The Day of the Locust has garnered an amazing amount of attention. A Google search produces mentions on some 160,000 sites. Extensive information -- including chapter summaries, character analysis, interpretive essays, study questions, even lesson plans and multiple-choice quizzes -- is available online. It’s been the subject of at least 40 dissertations or theses. Scholarly interest continues strong, showing up in articles with titles like “Nathanael West’s The Day of the Locust: A Metonymy of Modernist Anxiety in America.” Yikes!
The Day of the Locust by Nathanael West. Random House (1939), 238 pp.
Aspiring artist Tod Hackett works as a studio set and costume designer. He’s moved into a downscale apartment building, but not because of the recommendation of bookie Abe Kusich, a belligerent dwarf. What sold him on the place was a glimpse of Faye Greener, a teenage sexpot who lives with her sickly father, Harry, on the second floor. Tod develops a hopeless crush on Faye, but he’s not her only suitor. Also interested is Homer Simpson (!), a phlegmatic and sexually repressed ex-accountant who lives down the street. Later other men appear, including tall and uninterestingly handsome Earle Shoop, a part-time cowboy.
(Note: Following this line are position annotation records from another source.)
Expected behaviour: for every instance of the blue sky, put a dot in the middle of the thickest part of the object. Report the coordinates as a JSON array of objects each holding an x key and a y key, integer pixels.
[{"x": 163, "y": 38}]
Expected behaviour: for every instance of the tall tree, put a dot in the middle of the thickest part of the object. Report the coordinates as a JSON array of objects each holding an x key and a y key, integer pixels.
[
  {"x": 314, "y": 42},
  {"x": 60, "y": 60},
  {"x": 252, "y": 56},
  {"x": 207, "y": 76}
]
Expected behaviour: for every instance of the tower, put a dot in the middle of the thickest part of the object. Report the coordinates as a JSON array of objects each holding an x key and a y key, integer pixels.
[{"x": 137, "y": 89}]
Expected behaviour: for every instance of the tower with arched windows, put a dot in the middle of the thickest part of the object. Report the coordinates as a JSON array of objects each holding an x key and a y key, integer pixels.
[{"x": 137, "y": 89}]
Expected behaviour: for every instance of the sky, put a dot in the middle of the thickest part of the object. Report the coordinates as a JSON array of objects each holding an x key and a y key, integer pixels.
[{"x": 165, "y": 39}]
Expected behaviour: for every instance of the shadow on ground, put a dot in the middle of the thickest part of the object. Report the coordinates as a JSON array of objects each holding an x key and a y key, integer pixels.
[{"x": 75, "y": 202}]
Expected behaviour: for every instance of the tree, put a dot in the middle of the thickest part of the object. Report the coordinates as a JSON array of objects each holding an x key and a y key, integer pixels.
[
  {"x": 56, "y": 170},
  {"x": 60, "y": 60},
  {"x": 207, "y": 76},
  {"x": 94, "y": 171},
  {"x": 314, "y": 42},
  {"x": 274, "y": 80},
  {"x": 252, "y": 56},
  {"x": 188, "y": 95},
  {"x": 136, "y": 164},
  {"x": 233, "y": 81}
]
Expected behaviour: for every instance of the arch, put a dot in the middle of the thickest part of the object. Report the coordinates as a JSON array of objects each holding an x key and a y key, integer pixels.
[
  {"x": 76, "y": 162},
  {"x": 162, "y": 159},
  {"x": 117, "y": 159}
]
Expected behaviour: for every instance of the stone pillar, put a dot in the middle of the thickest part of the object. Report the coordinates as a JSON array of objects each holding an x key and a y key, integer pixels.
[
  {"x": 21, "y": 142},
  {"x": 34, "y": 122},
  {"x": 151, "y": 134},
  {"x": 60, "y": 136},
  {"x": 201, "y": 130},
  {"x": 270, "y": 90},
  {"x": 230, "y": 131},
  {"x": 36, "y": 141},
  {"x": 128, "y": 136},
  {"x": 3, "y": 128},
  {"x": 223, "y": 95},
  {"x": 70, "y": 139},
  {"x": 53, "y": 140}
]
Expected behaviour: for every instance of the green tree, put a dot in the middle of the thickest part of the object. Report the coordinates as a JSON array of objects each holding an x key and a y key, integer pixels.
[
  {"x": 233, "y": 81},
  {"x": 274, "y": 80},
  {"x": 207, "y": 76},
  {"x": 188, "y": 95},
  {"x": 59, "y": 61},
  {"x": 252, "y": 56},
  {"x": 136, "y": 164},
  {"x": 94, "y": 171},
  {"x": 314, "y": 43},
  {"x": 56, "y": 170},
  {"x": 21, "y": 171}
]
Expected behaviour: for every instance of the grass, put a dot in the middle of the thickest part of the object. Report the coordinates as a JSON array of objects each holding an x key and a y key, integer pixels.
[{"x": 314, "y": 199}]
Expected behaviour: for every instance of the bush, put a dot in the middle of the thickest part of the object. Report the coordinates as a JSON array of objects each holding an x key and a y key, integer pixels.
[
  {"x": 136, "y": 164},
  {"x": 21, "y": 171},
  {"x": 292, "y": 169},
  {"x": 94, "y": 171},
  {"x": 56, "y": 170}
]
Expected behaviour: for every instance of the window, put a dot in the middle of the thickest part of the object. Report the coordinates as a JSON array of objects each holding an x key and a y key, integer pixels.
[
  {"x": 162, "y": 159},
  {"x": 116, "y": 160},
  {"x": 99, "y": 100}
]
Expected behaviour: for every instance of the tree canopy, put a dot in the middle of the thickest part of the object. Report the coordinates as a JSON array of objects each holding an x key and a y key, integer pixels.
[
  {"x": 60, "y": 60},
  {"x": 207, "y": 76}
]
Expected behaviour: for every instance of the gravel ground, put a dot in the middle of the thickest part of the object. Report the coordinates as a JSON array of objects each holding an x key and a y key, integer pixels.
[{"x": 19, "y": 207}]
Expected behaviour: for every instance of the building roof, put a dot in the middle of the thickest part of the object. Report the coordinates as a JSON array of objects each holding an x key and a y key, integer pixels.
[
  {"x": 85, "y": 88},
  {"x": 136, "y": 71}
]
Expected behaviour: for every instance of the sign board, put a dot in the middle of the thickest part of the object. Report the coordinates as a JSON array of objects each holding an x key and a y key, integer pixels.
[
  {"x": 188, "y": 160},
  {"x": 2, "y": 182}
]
Weighed down by acquired importance, the book might seem a dubious choice for optional reading. Actually, however, it’s not only accessible but engaging from start to finish. Its characters, all displaced persons in one way or another, aren’t exactly likeable, but they aren’t unsympathetic either. Their interactions are slightly off kilter but never incomprehensible. West’s fondness for symbol and metaphor doesn’t clog his writing, which is always simple and straightforward. The story isn’t upbeat, but it doesn’t elicit a uniform response. Some readers might find it dishearteningly grim, while others see it as darkly humorous. Amazingly, they can give it a try online. The Australian Project Gutenberg has the whole book available free.